With the pound now risking decline to 1.1433 against the Euro (EUR) in the months ahead, there’s no doubt that forex traders face a raft of challenges in the current climate. But what do they need to know for 2020?
The GBP, USD and the EUR – What do you Need to Know?
Interestingly, the pound has suffered more than the Euro since the referendum result was delivered, primarily because it’s thought that the UK will experience a bigger hit in terms of finance and the economy post-Brexit.
To this end, the pound sank to record lows twice in the 10 months following the referendum vote, first in the immediate aftermath of the result being announced and then again following Theresa May’s disastrous Mansion House speech that outlined her red lines for the subsequent negotiations with the single bloc.

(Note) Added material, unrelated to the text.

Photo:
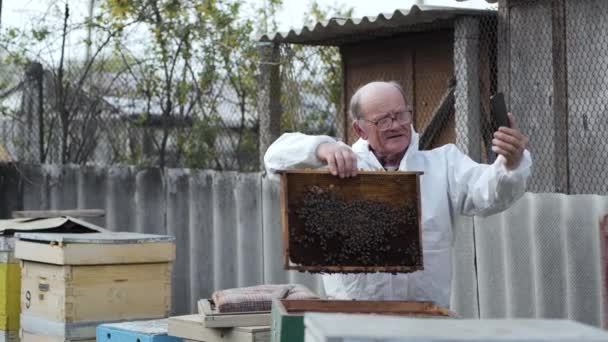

The GBP has scarcely performed any better since this time, with intermittent growth spikes (such as the one that followed the Conservative’s decisive election win last December) typically followed by periods of loss and prolonged decline.
We’re undoubtedly on a downward trajectory now, with the gains created as a result of the aforementioned election result undermined by a restricted window for trade talks and the looming spectre of a no-deal Brexit.
It’s also interesting to note that the pound has performed consistently poorly against the U.S. Dollar (USD) during the same period, and despite minor fluctuations it continues along a downward spiral.
This trend has come to a head recently, with the GBP/USD currently trading in four-month lows as it nears the 1.2700 mark. According to Oanda, these losses could extend further to 1.2600, as the greenback continues to benefit from an improving national economy and the recent trade truce agreed with China.
What’s Next for Forex Traders?
The key takeaway here is the restricted performance of both the pound and, to a lesser extent, the Euro, which have traded in an ever-depreciating range over the course of the last four years.
As a result of this, the GBP/EUR pairing is currently causing investors to take flight, with the greenback and emerging currencies such as the Russian Ruble (RUB), the Brazilian Real (BRL) and the Chinese Yuan (CNY) offering far greater appeal against the backdrop of an increasingly volatile economic climate and growing geopolitical unrest.
With the trade talks between the UK and the Euro sure to continue until December 31st at the earliest, these trends are unlikely to change significantly throughout 2020. This is definitely having an impact in the minds of traders, who are constantly looking to alter their trading strategy and underlying portfolio.
In terms of specific currency pairings, speculating on the further decline of the pound and backing the USD/GBP offers a viable course of actions for traders, while identifying the best performing emerging currencies may also prove profitable in the current marketplace.